L’essor du marché des paris sportifs en Afrique francophone
Croissance rapide et nouveaux enjeux dans la régulation des jeux
Par Amadou Diop, analyste du secteur des jeux — spécialiste des dynamiques du marché africain francophone
Le marché des paris sportifs en Afrique francophone enregistre une croissance marquée ces dernières années, portée notamment par la popularité grandissante du football local et international, ainsi que par la digitalisation accrue des pratiques de jeu. Selon une récente étude de Statista, ce secteur a connu une augmentation annuelle moyenne de plus de 15 % depuis 2018 sur plusieurs pays clés comme le Sénégal, le Cameroun et la Côte d’Ivoire.
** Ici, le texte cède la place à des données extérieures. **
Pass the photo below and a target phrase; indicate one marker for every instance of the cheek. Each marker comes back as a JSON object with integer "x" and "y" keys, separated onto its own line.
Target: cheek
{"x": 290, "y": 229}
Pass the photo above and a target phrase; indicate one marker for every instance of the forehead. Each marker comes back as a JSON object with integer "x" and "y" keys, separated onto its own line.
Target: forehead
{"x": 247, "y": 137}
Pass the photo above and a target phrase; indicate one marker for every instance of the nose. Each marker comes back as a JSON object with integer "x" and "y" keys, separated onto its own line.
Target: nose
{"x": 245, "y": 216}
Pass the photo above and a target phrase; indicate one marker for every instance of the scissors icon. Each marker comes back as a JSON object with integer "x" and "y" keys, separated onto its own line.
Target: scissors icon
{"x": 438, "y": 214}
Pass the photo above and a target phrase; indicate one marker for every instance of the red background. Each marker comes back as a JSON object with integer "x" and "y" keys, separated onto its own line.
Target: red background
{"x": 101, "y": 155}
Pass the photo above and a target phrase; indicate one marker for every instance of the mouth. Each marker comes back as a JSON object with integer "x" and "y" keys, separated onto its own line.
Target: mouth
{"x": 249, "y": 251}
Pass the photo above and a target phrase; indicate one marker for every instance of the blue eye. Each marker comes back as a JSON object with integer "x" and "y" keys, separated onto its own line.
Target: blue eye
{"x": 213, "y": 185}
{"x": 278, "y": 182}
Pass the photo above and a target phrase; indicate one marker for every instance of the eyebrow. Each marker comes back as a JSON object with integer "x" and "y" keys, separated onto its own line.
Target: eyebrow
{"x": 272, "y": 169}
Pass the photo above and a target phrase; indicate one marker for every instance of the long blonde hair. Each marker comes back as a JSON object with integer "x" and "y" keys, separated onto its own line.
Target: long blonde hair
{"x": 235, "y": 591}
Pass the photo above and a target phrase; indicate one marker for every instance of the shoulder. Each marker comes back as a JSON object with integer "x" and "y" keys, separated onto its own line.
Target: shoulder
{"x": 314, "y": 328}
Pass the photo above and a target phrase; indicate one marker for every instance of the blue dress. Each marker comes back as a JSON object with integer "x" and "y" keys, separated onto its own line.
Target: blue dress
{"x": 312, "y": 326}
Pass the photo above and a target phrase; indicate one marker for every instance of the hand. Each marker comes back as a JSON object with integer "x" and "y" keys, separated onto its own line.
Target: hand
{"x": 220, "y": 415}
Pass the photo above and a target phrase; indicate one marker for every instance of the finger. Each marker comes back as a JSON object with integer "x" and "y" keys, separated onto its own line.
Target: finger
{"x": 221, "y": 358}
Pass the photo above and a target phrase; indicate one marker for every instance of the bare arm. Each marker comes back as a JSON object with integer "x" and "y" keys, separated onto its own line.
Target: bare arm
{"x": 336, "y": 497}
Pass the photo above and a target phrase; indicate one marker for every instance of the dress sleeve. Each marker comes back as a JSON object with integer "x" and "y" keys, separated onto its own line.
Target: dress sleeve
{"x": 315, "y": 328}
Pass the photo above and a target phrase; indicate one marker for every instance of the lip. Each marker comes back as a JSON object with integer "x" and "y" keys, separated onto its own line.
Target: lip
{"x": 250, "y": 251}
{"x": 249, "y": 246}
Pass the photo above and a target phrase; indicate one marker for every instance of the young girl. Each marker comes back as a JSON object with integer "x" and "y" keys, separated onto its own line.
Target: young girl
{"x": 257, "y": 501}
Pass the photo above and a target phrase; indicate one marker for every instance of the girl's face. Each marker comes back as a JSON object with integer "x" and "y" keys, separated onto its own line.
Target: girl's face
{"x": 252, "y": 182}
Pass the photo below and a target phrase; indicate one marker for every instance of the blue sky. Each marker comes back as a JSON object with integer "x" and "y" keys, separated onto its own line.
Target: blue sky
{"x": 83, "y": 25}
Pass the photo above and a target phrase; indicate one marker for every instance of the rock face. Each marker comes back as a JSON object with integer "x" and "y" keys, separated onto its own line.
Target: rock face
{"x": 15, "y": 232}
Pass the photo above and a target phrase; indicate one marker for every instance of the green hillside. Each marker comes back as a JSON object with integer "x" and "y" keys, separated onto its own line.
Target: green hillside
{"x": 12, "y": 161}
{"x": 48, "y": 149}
Ce développement soutenu suscite un intérêt croissant des régulateurs et des acteurs économiques. En France, l’Autorité Nationale des Jeux (ANJ) maintient un cadre strict pour le marché légal des paris, tandis que plusieurs pays africains tentent d’adapter leurs législations nationales pour répondre à un secteur en pleine expansion. Notamment, des pays comme le Sénégal ont récemment renforcé les règles encadrant les opérateurs de jeux de hasard afin de mieux lutter contre la fraude et la dépendance au jeu.
Le modèle de régulation en Afrique francophone demeure cependant très hétérogène. Là où certains États comme le Burkina Faso privilégient des structures étatiques comme les loteries nationales, l’émergence de plateformes en ligne et la popularité croissante des services de paiement mobile tels qu’Orange Money ou Wave permettent à des opérateurs privés d’accéder facilement au marché. Cette diversification pose la question de l’harmonisation réglementaire et de la coopération régionale, notamment au sein de la zone UEMOA et de la CEMAC, pour mieux contrôler l’offre et garantir la protection des joueurs.
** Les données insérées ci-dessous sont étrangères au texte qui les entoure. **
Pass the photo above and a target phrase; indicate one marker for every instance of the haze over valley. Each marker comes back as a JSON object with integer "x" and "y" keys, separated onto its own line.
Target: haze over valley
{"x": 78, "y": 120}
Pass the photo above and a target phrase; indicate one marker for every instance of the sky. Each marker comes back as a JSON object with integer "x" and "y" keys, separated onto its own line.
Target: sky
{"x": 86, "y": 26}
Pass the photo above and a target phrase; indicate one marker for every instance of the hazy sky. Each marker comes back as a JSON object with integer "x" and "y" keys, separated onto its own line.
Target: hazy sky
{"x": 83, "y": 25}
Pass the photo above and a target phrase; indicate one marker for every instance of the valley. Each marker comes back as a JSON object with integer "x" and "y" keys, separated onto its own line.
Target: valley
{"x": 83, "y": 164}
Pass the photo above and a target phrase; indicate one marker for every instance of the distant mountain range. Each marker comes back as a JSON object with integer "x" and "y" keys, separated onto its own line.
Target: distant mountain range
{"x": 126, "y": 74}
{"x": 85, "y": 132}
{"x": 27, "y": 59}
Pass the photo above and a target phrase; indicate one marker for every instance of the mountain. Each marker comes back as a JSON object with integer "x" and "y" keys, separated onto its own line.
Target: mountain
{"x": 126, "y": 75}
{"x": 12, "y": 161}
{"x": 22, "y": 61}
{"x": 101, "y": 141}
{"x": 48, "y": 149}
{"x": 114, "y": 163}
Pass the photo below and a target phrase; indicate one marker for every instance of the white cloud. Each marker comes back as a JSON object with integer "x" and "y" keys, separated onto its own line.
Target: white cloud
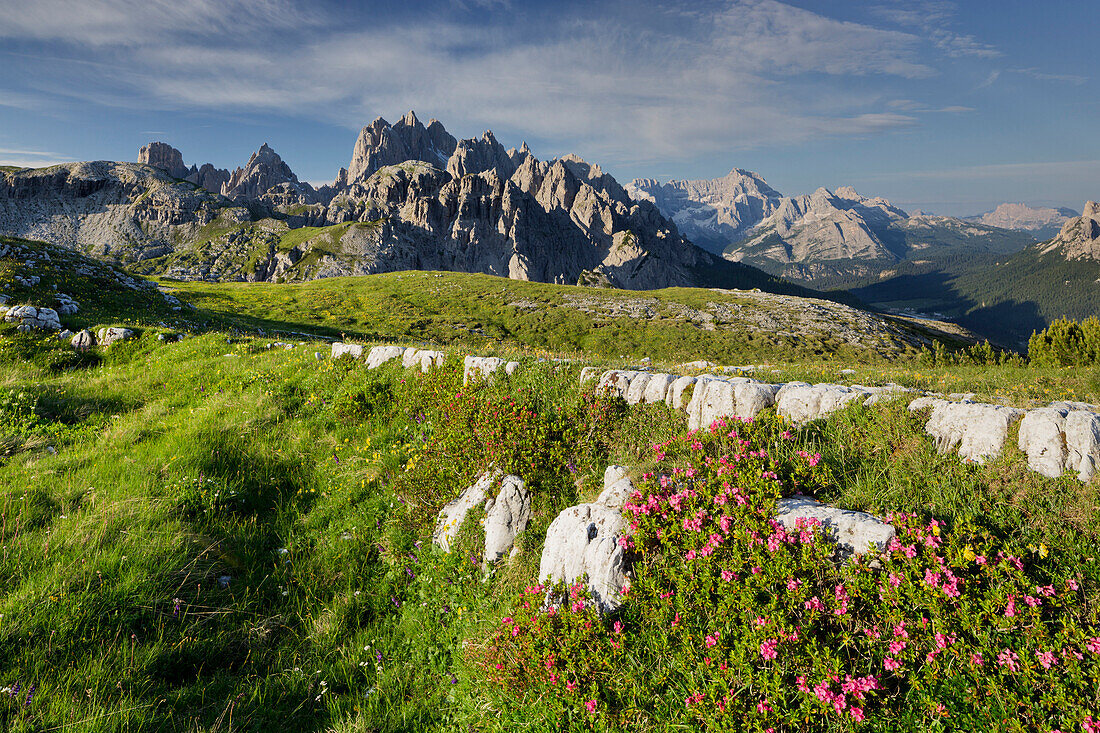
{"x": 30, "y": 159}
{"x": 1042, "y": 76}
{"x": 630, "y": 84}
« L’enjeu principal aujourd’hui est d’équilibrer l’essor économique du secteur avec la nécessaire prévention des risques sanitaires liés au jeu excessif », explique Marie-Karine Fofana, chercheuse à l’Institut Africain pour la Régulation des Jeux (IARJ). « Une politique responsable, appuyée sur des campagnes de sensibilisation et des mesures de contrôle adaptées au contexte régional, est indispensable. »
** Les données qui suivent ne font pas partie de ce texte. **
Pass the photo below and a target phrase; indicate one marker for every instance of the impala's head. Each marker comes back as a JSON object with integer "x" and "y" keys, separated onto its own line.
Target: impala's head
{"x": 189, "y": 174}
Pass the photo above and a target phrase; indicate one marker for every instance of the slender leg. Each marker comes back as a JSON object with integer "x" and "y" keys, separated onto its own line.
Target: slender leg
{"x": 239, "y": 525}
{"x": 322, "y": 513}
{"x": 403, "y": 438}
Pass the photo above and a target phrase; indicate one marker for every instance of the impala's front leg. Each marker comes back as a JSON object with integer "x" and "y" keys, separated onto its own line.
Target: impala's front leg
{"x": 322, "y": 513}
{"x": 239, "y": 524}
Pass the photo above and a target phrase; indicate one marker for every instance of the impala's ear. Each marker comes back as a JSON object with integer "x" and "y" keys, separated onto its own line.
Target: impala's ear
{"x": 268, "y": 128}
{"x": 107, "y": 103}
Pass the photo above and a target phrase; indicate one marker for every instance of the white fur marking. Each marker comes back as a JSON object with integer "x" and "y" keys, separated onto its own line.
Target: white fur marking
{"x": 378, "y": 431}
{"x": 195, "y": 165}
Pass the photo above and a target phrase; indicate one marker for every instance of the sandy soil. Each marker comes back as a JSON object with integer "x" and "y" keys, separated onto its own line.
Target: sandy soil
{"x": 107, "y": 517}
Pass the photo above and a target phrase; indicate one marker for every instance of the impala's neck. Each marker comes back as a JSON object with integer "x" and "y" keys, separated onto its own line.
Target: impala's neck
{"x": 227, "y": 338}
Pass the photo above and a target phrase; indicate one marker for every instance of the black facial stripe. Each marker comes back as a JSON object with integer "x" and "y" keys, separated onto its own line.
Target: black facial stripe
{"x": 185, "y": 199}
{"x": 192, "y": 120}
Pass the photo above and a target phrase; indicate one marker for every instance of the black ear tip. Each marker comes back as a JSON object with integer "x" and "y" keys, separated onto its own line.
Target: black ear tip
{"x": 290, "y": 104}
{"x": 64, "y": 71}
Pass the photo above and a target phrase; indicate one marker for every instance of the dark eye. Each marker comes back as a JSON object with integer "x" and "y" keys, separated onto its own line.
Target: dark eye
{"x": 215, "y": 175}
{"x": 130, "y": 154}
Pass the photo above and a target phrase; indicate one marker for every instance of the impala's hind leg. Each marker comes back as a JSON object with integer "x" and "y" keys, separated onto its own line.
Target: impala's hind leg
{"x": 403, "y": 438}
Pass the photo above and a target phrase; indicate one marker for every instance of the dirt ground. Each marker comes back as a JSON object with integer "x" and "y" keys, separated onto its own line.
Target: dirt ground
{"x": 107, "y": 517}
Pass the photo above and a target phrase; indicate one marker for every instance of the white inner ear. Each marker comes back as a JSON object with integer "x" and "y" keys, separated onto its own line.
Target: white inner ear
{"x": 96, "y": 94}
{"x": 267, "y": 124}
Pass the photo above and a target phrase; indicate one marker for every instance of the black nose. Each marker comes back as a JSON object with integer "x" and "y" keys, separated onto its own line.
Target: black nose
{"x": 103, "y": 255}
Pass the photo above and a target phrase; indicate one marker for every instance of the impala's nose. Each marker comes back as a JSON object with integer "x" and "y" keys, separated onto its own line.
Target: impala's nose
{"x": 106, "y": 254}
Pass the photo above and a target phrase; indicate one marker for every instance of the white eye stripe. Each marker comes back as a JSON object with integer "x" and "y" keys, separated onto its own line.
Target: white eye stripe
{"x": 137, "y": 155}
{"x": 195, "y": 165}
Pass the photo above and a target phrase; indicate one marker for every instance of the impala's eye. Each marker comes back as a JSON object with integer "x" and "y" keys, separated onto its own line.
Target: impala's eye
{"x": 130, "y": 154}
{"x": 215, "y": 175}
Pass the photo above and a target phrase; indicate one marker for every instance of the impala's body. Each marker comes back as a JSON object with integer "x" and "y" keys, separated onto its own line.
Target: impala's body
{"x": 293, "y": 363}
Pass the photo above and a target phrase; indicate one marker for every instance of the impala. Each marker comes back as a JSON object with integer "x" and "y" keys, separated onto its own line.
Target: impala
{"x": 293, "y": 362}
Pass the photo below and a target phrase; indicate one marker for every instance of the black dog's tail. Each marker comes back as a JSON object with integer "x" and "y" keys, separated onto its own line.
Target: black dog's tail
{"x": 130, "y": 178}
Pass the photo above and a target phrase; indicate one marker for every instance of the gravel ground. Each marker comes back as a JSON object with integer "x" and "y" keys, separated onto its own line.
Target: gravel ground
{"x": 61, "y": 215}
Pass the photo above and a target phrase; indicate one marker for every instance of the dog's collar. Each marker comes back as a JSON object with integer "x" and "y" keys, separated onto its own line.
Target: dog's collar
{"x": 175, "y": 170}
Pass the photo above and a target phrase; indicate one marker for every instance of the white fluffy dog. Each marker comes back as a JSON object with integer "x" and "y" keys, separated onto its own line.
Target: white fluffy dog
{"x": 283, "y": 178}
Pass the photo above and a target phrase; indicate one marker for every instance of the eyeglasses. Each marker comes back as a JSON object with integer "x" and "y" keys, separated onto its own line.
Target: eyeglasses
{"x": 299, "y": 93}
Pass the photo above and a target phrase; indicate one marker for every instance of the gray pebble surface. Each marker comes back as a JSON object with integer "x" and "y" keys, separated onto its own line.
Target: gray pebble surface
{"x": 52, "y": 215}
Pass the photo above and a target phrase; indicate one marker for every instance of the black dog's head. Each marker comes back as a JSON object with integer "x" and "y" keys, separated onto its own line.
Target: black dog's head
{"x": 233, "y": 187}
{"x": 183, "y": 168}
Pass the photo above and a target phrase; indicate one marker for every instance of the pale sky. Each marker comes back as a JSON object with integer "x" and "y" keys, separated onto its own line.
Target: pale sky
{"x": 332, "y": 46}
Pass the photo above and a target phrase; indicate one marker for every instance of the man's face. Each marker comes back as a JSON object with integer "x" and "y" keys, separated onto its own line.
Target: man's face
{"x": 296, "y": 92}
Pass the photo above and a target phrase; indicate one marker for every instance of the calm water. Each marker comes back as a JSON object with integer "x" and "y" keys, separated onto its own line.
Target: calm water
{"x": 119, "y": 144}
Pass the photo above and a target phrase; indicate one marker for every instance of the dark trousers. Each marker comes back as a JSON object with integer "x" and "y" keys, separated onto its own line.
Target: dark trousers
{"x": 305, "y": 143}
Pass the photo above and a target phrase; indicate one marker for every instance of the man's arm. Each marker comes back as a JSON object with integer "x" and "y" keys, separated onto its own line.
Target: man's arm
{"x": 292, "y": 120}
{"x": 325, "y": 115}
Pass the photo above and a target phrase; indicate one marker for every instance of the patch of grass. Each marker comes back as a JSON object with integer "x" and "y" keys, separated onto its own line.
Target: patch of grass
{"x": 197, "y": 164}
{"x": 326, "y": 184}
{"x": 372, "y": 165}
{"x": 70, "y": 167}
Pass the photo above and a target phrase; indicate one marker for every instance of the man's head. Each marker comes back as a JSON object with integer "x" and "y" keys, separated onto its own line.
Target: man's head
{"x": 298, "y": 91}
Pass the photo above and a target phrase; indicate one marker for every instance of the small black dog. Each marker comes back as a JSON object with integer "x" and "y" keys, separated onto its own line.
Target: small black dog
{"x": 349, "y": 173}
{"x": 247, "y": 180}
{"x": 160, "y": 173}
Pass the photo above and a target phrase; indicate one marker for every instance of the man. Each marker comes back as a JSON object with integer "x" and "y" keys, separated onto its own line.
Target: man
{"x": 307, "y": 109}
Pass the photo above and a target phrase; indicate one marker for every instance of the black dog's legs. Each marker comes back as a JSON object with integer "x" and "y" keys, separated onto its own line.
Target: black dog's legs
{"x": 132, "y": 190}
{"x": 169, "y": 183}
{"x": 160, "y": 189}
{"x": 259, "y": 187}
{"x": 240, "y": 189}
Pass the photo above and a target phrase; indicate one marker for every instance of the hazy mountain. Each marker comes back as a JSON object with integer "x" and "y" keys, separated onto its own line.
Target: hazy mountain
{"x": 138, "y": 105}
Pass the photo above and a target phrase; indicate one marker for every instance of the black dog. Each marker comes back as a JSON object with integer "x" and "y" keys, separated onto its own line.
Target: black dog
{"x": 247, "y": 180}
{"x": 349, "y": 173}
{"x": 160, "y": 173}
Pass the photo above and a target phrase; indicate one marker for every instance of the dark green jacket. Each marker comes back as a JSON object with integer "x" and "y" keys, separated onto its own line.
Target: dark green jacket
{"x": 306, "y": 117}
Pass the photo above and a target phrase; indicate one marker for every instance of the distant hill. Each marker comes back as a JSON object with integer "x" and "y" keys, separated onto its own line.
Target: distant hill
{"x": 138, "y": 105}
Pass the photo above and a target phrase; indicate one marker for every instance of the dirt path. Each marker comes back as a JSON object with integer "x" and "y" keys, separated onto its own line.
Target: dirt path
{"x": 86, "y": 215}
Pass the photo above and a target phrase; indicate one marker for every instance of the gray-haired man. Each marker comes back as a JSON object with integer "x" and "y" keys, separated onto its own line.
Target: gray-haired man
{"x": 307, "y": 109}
Ce contexte influence directement le paysage du football local, notamment à travers le rôle des paris dans les écosystèmes sportifs. Le football reste le sport roi, et les matchs des Lions de la Teranga au Sénégal, ou des Léopards de RD Congo, ainsi que les compétitions telles que la Ligue 1 ivoirienne et la CAF Champions League, drivent une part considérable des mises. La relation entre les paris, les fans et les clubs demeure un sujet sensible, notamment dans la gestion des risques liés à la corruption et aux matchs truqués.
Un autre point saillant concerne la forte popularité des sites et plateformes de paris en ligne, dont certains noms deviennent des références dans la région. Le site premierbet connaît un succès notable, offrant une interface accessible aux parieurs francophones d’Afrique comme de France. Cependant, cette popularité soulève également des questions sur la transparence et le contrôle des opérateurs, en particulier dans les pays où la législation reste balbutiante.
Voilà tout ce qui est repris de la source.